Akhir tahun adalah saat koran menipis, kantong duit liburan menebal (juga perlahan menipis), dan khusus tahun ini sinar matahari juga turut irit. Para pengambil keputusan sedang berlibur. Ada yang ke Cipanas, Jawa Barat, ada juga yang ke Seminyak, Bali. Para hakim dan birokrat lain juga libur. Yang tidak libur adalah air pasang, angin kencang, dan distribusi beras miskin.
Miskin? Cerita yang tidak pernah selesai. Isu data kemiskinan mengingatkan saya pada episode serial TV West Wing (Martin Sheen dkk) yang juga ingin mengangkat social security di akhir tahun. Tak peduli rakyat mau miskin atau tidak, pilkada Sulsel tidak kunjung titik. Isu yang tak punya greget kecuali “putusan MA yang tak konsitusional” karena yang ada hanya penghitungan ulang, bukan putusan versi referendum.
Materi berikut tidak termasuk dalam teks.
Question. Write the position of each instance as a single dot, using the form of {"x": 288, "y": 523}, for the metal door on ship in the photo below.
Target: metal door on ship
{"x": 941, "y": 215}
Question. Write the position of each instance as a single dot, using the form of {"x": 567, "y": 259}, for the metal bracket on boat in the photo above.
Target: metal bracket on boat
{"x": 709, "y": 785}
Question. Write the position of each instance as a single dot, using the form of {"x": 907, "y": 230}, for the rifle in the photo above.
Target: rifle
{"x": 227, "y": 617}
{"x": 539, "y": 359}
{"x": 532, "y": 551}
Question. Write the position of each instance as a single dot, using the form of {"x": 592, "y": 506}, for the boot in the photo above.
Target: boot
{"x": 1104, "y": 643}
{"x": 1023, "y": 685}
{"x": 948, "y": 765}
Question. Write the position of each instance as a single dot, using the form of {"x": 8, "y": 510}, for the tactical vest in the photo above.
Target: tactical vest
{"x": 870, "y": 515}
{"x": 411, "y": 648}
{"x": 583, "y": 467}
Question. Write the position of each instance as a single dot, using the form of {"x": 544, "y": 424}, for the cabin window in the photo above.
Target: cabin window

Gambar macet di Pasteur mungkin juga menghambat niat orang Jakarta dengan sedikit uangnya untuk berbelanja kue di Kartika Sari.
Tak perlu repot dengan semua isu di koran. Mungkin juga tak ada yang membaca koran di sela-sela ngopi memandang hijaunya rumput Istana Cipanas atau saat pijat spa menunggu sunset di Pantai Kuta. Saya adalah sedikit dari orang yang tidak berlibur (catatan: “libur” dalam istilah koran selama ini). Alasannya, satu, saya sudah berkeliling Indonesia di saat tugas dan terkadang membawa anak saya menikmati suasana dan mempelajari semua hal sepanjang perjalanan. Dua, dan yang paling lumrah: susah transportasi atau macet di jalan.
Liburan saya tetap jalan-jalan ke pasar tradisional. Paradoks juga, pasar tradisional tempat saya biasa belanja tak mengenal hari libur panjang akhir tahun. Mungkin hanya Lebaran saja mereka pulang kampung, selebihnya adalah berdagang seperti biasa (business as usual).
Kemarin ada sedikit sentilan dari Gus Choy (maaf Gus, saya lebih senang menulis begini daripada “Gus Choi”), bahwa di sisa tahun menjadi presiden ini, SBY harus membatasi perjalanan ke luar negeri. Nasehat yang bagus, tapi saya sebagai orang awam lebih memilih bertanya, “Pak SBY, resolusi tahun depan apa ya?”
Resolusi saya adalah perbaikan gizi anak saya dan pelajaran sekolah mereka. Dimulai dua hari terakhir ini, saya ajak si sulung ke pasar tradisional untuk “belajar IPA dan Matematika”. Jika ikan bawal tiga ekor harganya empat ribu, jadi berapa harga seekornya, Nak? Atau saya langsung menantang dia untuk bertanya berapa harga telur puyuh satu bungkus itu. “Katanya mau makan sop telur puyuh…” Pulang dari pasar, kita google bareng gambar burung puyuh yang punya telur sekecil itu, dibanding ayam dengan ukuran telur lebih besar.
Tak ada hari libur untuk seorang ibu, ‘kan?